Build Safe Dubai pushes change

Chris Doyle of Bovis Lend Lease on a new initiative aimed at improving health and safety standards.

Chris Doyle: stopping work to investigate an accident can cost many thousands of dollars.
Chris Doyle: stopping work to investigate an accident can cost many thousands of dollars.

Chris Doyle, head of environment, health & safety and sustainability, Bovis Lend Lease, explains the Build Safe Dubai initiative.

How did the Build Safe Dubai initiative come about?

We held a global safety conference in Dubai and a colleague from Bovis Lend Lease in New York explained about the Build Safe NYC initiative. They got together a group of like-minded contractors, competitors in the market, to try and champion change, share best practice and set an example about what could be achieved in terms of building safely. Our chairman then met with Al Futtaim Carillion, Al Naboodah Laing O'Rourke, Dutco Balfour Beatty, Multiplex and Murray & Roberts, who all agreed to set up a similar group here.

Are you pushing for tighter health and safety regulations?

We feel that there are actually good regulations here, it's just that it's such a saturated construction market. It's almost unfeasible to actually have the government bodies enforce it. It's the responsibility of all project stakeholders, and workers, to create safe environments on their projects. This is not as simple as it sounds, so what we try and do is talk to the contractors who are facing challenges, to share best practice with them. Also to reinforce to clients that it really is worthwhile to enforce safety. The experience of the biggest contractors in this group is that, at the end of the day, safety saves time and money on a project overall. So we are trying to get that message across.

How does poor safety impact on a project financially?

It varies from project to project. We recently had a study done which looked at fatalities globally and it was estimated that if a worker dies on site, and that site stops for 12 hours, along with the investigations that follow on, it could cost the project at least US $816,877 (AED 3 million) for just one worker. If you have an accident, the amount of executive time that you put into investigations, court cases and compensation - there are so many smaller elements that take time and money. It's hard to compare places, as fatalities in different parts of the world have different costs associated with them, but once you stop work on a project, by the hour it can cost tens to hundreds to thousands of dollars, depending on the size of the project.

What's the biggest cause of accidents on sites in this region?

It's a whole range of factors. The major physical cause relates to falls of people or materials from height. Also, many workers don't have sufficient awareness of the seriousness of the risks that face them every day.

Many labourers are from backgrounds that aren't connected to construction and are put into construction positions because the supply of really skilled labour just cannot meet the demands here.
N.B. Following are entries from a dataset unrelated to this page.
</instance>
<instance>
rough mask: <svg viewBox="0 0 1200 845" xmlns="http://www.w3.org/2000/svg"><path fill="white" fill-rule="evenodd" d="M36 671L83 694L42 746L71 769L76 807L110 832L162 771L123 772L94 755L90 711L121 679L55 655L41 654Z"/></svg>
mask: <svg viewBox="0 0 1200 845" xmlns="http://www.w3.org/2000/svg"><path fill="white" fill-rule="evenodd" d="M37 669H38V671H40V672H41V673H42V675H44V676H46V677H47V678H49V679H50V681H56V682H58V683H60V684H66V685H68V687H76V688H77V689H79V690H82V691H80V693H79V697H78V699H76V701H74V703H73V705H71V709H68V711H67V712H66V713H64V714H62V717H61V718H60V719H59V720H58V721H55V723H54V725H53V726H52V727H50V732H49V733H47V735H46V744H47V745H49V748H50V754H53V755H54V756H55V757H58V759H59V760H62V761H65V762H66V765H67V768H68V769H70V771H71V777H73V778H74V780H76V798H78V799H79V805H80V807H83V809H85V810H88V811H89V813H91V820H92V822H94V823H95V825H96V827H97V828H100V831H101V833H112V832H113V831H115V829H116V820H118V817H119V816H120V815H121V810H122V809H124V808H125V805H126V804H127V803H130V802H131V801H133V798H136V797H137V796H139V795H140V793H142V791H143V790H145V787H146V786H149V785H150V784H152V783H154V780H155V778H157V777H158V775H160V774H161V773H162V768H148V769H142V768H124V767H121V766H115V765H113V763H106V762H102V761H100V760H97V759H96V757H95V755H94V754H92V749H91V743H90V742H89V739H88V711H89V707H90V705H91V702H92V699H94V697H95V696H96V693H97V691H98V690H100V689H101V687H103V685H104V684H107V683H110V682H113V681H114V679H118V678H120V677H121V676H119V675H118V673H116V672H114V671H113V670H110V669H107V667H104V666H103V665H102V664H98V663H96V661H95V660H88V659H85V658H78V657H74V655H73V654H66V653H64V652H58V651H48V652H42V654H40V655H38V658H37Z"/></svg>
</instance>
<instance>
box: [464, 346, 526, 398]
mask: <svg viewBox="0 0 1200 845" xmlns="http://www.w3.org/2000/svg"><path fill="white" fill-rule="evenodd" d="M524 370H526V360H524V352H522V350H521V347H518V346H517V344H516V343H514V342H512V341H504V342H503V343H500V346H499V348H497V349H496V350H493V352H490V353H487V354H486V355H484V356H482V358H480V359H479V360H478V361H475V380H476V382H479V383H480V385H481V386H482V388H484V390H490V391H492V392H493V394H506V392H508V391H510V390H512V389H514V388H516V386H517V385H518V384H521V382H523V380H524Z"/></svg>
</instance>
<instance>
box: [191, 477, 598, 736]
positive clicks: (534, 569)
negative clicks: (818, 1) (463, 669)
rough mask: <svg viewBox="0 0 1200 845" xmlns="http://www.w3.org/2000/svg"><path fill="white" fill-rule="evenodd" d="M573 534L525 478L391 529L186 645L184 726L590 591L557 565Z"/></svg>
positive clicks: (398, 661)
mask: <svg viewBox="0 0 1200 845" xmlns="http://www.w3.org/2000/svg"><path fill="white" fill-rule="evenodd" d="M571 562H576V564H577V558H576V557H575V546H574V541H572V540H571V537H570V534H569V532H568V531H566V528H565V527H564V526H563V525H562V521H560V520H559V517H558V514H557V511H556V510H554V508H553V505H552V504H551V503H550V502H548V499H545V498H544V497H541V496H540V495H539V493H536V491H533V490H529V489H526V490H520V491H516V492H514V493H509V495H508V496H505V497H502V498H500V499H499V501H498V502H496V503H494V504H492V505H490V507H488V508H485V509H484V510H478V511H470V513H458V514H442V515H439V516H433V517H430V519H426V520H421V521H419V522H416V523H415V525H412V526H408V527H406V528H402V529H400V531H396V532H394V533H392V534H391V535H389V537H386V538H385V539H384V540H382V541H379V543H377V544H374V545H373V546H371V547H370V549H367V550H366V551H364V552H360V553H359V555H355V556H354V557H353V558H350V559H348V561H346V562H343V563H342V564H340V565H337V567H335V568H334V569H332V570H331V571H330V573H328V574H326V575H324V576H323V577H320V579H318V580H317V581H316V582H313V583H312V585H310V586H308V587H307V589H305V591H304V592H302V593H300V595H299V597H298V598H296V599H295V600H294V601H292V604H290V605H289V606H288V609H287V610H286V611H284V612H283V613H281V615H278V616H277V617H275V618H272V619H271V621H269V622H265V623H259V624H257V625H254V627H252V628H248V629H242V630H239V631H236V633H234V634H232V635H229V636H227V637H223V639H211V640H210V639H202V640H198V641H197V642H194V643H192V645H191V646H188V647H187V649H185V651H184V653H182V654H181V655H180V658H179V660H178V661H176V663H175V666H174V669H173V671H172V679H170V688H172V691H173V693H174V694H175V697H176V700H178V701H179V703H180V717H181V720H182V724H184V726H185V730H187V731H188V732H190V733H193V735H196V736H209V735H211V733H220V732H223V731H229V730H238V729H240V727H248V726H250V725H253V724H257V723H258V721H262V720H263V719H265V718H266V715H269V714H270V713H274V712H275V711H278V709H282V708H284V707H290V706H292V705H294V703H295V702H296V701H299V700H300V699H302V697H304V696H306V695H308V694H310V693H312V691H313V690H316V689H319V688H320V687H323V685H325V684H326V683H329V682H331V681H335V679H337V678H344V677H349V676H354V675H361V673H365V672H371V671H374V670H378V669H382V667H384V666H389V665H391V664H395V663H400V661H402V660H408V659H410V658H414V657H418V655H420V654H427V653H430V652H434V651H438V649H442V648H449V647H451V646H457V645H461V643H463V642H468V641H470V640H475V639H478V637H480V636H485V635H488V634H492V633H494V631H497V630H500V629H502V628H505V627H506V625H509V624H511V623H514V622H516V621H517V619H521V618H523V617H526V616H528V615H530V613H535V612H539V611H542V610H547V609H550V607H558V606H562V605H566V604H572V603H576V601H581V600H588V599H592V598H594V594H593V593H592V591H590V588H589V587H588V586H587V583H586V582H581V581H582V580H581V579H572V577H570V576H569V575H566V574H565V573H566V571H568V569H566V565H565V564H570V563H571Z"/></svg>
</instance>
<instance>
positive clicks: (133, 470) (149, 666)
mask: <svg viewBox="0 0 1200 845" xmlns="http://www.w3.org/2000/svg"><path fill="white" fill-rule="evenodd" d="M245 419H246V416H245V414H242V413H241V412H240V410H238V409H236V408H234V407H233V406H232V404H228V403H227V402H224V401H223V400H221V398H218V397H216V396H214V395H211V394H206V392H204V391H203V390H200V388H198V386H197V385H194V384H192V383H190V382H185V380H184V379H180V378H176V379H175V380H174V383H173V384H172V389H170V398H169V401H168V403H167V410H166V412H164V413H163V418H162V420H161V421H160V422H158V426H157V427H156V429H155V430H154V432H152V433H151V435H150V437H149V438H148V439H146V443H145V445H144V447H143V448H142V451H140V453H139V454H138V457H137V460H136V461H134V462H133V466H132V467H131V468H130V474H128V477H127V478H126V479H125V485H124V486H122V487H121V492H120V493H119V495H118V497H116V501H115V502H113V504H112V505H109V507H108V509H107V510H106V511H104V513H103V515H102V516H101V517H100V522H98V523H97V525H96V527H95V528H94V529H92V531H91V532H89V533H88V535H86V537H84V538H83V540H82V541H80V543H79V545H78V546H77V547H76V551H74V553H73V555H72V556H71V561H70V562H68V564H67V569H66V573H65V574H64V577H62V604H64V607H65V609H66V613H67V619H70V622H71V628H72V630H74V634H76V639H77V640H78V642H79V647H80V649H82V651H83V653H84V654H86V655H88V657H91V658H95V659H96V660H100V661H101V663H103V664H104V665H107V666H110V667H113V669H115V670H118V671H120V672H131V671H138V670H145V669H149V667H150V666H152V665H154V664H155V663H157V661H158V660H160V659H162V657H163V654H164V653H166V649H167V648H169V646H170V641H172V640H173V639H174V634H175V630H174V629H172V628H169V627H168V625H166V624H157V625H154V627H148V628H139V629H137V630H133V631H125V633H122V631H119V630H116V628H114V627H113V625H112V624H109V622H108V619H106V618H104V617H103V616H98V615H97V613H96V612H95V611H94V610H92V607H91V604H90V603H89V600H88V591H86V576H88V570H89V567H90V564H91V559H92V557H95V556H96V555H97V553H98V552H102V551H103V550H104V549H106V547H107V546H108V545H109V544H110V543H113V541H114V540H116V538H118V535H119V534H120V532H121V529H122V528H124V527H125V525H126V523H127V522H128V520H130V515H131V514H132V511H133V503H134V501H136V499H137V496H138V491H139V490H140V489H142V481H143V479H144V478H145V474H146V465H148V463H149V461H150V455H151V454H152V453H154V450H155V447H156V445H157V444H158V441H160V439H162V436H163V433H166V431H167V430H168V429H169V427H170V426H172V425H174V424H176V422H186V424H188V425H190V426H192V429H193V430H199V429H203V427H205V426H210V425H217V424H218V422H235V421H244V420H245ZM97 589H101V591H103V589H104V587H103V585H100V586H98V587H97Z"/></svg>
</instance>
Dubai standards are actually improving at a faster rate than the West improved their safety standards from, say, the 1950s through to the 1990s, but there is still a perception that, ‘this is how we used to do it and that is still okay'.

Is there a growing awareness of the need for improved safety standards in construction?

Some major clients are looking to invest and develop overseas, and are aware that being associated with good safety standards is important when it comes to getting loans for foreign projects, and also their reputation with foreign governments.

Through the media, there is a change in perception of construction safety; the community is starting to notice what's safe and what's unsafe. There's just a slight lag with some of the contracting groups, mainly through a probable lack of knowledge of how to do it, and also there's a perception that it's going to cost too much money.

Are regional authorities doing enough to enforce standards?

There is a clear focus on health and safety from the government that needs to cascade through the supply chain. I think that regulators have pushed a change and we are waiting to see just exactly what that change holds. We want to be part of this change and this is how we're going to give it a try.

So what are you hoping to achieve with Build Safe Dubai?

My expectation is that we can get companies across the industry involved and create a real awareness of the importance of health and safety. We have a member's charter that states that each signatory organisation believes that every worker has the right to an injury-free work place, and all stakeholders will work together to ensure local safety regulations are followed. Any company that agrees to this philosophy is welcome to join. At the end of the day, I am yet to meet anyone who has said that safety is not important or doesn't matter. As with a lot of things in Dubai, change is driven by the local community. But we will be part of it in order to try to speed change up.